Way I see it, the big hurdle here is eliminating independent Texas, since its independence and later annexation into the US is what led to war (or at least, gave the US an excuse to justify their DoW). With a 1821 PoD, I could see a few things.
First, their presence in the area can be weakened. By 1821, Moses Austin had namaged to strike a deal to bring American settlers into Texas, but Mexico's independence made it void. Moses died in 1821 itself, so his son Stephen picked that up. If you can have Stephen either not do this, or fail to renew the deal (which had to be done twice as the fall of the First Empire made the deal void again), then you can lessen American presence in Texas. This can be helped if likewise the Empresario System of 1824 is avoided, or it's not dominated almost exclusively by Americans. Or enforce the settlers assimilate, or enforce the travel ban of 1830. As it is, American presence in Texas is impossible to avoid, but it can be made as not as big as OTL to become a big problem.

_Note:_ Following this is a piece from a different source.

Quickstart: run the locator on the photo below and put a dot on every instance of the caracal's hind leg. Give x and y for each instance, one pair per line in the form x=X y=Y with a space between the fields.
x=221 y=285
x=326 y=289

Alternatively, or concurrently, Mexico needs to be set on a path that avoids the instability that plagued it during its first decades after independence. Even with no Texas, the US might still find another way to declare war, specially if it considers Mexico an easy target. Perhaps a surviving First Empire, or a Republic that avoids souring relations with the Native Americans in the north, avoids the Federalists vs Centralists conflict, avoids lagging behind in military prowess, avoids its inability to populate the north, and then that could make the prospect of war against them to be less appealing.

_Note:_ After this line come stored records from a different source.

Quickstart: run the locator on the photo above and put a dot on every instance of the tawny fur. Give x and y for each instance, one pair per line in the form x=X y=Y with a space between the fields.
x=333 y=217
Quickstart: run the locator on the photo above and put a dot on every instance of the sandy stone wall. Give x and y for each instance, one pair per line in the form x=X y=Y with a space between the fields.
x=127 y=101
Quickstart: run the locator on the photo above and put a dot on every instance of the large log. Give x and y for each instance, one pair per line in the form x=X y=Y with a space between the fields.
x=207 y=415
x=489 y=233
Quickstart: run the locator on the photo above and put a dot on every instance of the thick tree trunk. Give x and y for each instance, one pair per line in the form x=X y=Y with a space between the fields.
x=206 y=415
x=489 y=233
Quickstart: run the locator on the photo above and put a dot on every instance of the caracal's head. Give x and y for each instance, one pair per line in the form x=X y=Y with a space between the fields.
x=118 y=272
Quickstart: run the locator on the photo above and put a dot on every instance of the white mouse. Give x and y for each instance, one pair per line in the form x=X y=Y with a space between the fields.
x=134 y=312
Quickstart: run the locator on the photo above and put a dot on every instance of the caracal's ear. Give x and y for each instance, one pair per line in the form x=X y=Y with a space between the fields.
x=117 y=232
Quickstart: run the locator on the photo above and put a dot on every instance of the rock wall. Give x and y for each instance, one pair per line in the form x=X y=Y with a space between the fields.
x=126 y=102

All in all, sticking to a 1821 PoD, then making the Empire survive and thrive could be the way to go. Something that avoids Iturbide either taking the throne, or something that avoids him dissolving Congress (in my opinion, this was what begun the whole downwards spiral), and then things could transition into a way to avoid Texas breaking off, and to deny other ways the US could take advantage of to obtain land.
Regarding that side-note about Cuba, I would think it depends. A US that is unable to expand into Mexico, will have to expand elsewhere to appease Southerners. The Caribbean is the logical route, but an earlier Kansas-Nebraska Act could do as well, although that does not necessarily exclude the former from potentially happening.
The Oregon thing can just go as OTL.